Choosing the right materials
After the dimensions were set, the panels were printed and allowed to set for 24 hours to allow time to off-gas. The 1970s Old Style graphics were printed on Avery Graphics MPI 1007 EZ and DOL 1000 products, known for their ease in application and color-enhancing overlaminate.
“We chose Avery Graphics MPI 1007 EZ RS vinyl for this unique opportunity because it is easy to work with and the overlaminate really made the colors in the graphics pop on such a large scale application,” Harris says.
The result was a remarkably slick, classic, albeit giant, Old Style beer can. Indeed, the only aspect of the design that differs from the real beer can is the missing barcode.
Other than that, the can is an exact replica, complete with a serial number. The can even sports the words “12 fluid ounces” on the label. The bottom actually looks like the bottom of a beer can – with the same font you would find there. The date reads May 28, 2008 to signify the date of production, along with the installer’s Web address.
“The most surprising thing is, it really looks like a beer can,” Harris says. “It’s unbelievable! It looks like a big, humongous can of Old Style. It even has the little pop-top on and everything. It’s amazing!”
Behind the wrapping scenes at Road Rage
“Five hours is what I put into the art work. After that, the two guys installed it in three hours,” Harris says. “That’s only six man hours to do the install. That really was the easiest part.”

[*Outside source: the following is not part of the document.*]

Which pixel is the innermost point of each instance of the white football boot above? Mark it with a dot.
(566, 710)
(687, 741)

Harris outlined the vinyl wrapping process this way: Road Rage prepped the can by washing it down with brushes and soap. Next, they wiped it down with rubbing alcohol to create a smooth surface, free of grease, dust and debris. The can was wrapped horizontally, rather than vertically, using seven individually printed panels on Avery’s MPI 1007 EZ.
Joel Ross, the marketing communication manager for Avery Dennison Graphics and Reflective Products Division, says, “Our vinyl products are easy to position and easy to remove. They make the perfect wrap for everything from a classic vintage car to the World’s Largest Beer Can.”
The giant can had nothing on it to interfere with or slow application – no rivets or seams – so it was a matter of positioning the first panel correctly and then following that lead. After the can was wrapped, it was laminated with Avery’s DOL overlaminate and trimmed off.
An attention-getting job
Road Rage’s job may not be done yet. This giant can may be used for various promotions in the future. Harris does not anticipate any problem applying a temporary wrap over the can and then removing it afterward, or with removing the vinyl should its owners decide to use the can for a new promotion. The surface should stay clean and smooth.
The whole project took less than a week. Harris says it was nice to have the beer can outside their business during that time. People stopped by almost as if it was a tourist attraction. The distinctive gold, royal blue and red design and enormous size make this remarkable piece of promotional art a real eye-catcher.
“People actually wanted to have their picture taken with the beer can,” Harris laughs. “The attention has been great. I have actually gotten phone calls from England about it and it’s been on the news. It’s been on four or five TV stations in Chicago and Milwaukee. So it’s just really been fun!”